I see that there is a matrix method attached to the qml.Hamiltonian class, but it is not implemented. I am attempting to use a custom loss function for a VQE type computation, and I have a statevector that I’d like to use to compute exp vals wrt. But there’s no obvious way to do this.

Given a statevector sv and a Hamiltonian H, there’s no API for computing <H> wrt sv.

Also, can I use a custom loss function for autograd after using qml.sample?

The idea is this:


def hc(mat :np.ndarray) -> np.ndarray:
    return np.conj(mat.transpose())

symbols = ["H", "H"]
coordinates = np.array([0.0, 0.0, -0.6614, 0.0, 0.0, 0.6614])
h2_ham, n_qubits = qchem.molecular_hamiltonian(symbols, coordinates)
n_electrons = 2

singles, doubles = qchem.excitations(n_electrons, n_qubits)
s_wires, d_wires = qchem.excitations_to_wires(singles, doubles)
ref_state = qchem.hf_state(n_electrons, n_qubits)
ansatz = partial(UCCSD, init_state = ref_state, s_wires = s_wires, d_wires = d_wires)

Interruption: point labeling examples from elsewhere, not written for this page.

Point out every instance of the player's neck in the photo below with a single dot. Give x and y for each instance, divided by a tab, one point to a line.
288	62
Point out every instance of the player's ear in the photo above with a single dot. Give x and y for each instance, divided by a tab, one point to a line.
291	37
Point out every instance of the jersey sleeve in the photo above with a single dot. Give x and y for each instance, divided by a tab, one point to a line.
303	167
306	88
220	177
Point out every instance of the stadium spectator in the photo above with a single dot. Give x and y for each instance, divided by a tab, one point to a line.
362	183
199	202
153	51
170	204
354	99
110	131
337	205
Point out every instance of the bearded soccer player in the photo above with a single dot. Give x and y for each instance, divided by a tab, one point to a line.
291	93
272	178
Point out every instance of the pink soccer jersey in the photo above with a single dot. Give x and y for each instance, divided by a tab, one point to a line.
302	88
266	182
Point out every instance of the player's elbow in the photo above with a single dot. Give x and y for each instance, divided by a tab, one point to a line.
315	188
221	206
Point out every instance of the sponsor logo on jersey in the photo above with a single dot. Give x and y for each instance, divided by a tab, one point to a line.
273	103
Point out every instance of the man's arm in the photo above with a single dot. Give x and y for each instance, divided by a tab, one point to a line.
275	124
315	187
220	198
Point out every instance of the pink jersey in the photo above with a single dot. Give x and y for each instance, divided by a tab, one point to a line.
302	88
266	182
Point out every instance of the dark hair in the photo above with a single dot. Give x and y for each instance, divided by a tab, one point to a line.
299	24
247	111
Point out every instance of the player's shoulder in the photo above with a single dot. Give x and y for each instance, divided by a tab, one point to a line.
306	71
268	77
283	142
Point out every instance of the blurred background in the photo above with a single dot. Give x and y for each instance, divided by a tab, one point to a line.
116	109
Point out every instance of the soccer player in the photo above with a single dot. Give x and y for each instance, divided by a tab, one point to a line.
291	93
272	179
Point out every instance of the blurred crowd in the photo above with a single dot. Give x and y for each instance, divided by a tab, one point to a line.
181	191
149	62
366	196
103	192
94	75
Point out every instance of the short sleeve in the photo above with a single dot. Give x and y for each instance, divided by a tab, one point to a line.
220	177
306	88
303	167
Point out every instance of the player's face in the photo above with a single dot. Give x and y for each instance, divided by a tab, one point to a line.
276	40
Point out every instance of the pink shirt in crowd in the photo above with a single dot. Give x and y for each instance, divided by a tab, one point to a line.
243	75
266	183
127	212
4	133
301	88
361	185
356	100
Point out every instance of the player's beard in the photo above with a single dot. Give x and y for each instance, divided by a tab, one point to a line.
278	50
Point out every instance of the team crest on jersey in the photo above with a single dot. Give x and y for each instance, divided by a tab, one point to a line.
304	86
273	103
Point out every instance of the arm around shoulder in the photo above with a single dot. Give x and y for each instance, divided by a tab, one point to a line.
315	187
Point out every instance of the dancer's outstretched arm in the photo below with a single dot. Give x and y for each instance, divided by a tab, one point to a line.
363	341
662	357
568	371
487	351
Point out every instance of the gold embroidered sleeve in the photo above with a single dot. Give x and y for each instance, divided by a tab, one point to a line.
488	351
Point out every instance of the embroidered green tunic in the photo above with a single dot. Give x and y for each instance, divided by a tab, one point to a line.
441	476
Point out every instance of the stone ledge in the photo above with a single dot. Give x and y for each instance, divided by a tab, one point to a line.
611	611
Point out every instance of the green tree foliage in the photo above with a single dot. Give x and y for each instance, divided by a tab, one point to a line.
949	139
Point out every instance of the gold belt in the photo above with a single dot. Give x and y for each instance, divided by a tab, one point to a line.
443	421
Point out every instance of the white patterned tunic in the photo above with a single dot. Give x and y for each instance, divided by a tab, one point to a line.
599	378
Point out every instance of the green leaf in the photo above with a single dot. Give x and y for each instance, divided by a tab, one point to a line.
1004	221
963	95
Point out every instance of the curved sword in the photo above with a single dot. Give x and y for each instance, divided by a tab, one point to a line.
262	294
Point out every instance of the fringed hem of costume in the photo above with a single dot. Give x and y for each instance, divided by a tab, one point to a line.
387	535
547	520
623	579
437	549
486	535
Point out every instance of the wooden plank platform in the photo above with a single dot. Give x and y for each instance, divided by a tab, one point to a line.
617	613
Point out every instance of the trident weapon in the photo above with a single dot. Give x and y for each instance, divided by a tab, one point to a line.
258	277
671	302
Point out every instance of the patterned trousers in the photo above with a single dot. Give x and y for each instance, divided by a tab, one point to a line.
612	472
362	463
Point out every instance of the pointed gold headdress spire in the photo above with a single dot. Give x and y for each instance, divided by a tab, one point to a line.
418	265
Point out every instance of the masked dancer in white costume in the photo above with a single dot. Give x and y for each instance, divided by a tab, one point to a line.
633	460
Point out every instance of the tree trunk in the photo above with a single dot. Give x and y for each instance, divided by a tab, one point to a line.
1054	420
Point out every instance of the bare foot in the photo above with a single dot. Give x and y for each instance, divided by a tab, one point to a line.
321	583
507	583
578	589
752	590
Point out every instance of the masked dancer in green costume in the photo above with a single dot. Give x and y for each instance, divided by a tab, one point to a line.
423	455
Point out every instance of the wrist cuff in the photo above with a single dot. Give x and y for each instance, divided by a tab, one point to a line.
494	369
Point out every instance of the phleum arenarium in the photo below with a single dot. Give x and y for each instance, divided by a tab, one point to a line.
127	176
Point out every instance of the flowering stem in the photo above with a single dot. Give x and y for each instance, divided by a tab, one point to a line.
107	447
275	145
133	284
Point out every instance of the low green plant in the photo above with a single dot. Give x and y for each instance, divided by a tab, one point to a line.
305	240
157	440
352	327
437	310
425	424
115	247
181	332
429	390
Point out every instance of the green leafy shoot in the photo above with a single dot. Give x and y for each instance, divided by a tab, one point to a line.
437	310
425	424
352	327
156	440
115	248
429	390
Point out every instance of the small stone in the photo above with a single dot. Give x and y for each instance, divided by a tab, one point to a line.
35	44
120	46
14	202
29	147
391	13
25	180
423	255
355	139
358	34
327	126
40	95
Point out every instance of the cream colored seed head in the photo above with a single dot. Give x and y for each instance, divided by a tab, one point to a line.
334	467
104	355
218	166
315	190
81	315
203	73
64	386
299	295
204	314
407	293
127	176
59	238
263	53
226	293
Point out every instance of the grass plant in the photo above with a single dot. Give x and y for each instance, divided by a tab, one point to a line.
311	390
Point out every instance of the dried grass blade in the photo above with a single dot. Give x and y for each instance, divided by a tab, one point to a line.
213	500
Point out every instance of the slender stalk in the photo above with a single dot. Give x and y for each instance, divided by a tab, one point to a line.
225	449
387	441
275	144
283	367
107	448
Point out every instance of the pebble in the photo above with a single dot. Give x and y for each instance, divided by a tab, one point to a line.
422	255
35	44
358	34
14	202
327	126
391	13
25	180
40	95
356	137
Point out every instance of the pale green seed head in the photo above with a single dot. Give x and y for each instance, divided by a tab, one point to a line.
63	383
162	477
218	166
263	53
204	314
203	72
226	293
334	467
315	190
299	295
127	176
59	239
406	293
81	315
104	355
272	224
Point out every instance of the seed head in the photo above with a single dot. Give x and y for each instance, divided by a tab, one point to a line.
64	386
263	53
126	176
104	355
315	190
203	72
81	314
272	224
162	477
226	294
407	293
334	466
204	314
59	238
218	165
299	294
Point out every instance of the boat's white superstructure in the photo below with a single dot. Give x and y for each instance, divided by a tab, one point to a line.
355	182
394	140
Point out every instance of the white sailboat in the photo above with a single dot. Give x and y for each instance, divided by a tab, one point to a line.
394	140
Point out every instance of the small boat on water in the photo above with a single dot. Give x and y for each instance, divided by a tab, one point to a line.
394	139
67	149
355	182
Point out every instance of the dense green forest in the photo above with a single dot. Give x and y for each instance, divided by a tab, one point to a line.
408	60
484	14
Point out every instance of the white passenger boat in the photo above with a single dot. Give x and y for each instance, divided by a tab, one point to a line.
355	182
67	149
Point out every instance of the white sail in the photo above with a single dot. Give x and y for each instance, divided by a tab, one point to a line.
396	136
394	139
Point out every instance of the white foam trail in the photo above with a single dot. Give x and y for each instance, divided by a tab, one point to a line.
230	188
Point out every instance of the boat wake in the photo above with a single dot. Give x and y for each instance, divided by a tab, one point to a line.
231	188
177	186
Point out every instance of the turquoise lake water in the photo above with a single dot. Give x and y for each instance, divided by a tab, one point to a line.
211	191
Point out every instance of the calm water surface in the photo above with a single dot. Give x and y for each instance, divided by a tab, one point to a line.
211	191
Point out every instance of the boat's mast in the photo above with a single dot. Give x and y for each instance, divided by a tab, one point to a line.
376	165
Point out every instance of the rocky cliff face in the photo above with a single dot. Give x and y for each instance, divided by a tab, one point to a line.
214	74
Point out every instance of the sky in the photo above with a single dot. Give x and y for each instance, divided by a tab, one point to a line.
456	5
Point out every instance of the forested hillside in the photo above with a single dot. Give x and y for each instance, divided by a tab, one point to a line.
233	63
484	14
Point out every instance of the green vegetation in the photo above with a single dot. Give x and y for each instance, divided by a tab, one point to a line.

dev_noisy = qml.device('default.mixed', wires = n_qubits, shots = 2)
@qml.qnode(dev_noisy)
def VQE_circuit(params, group, n_qubits):
    ansatz(params, wires=range(n_qubits))
    rotations = qml.grouping.diagonalize_qwc_pauli_words(group)[0]
    return qml.sample(wires=range(n_qubits))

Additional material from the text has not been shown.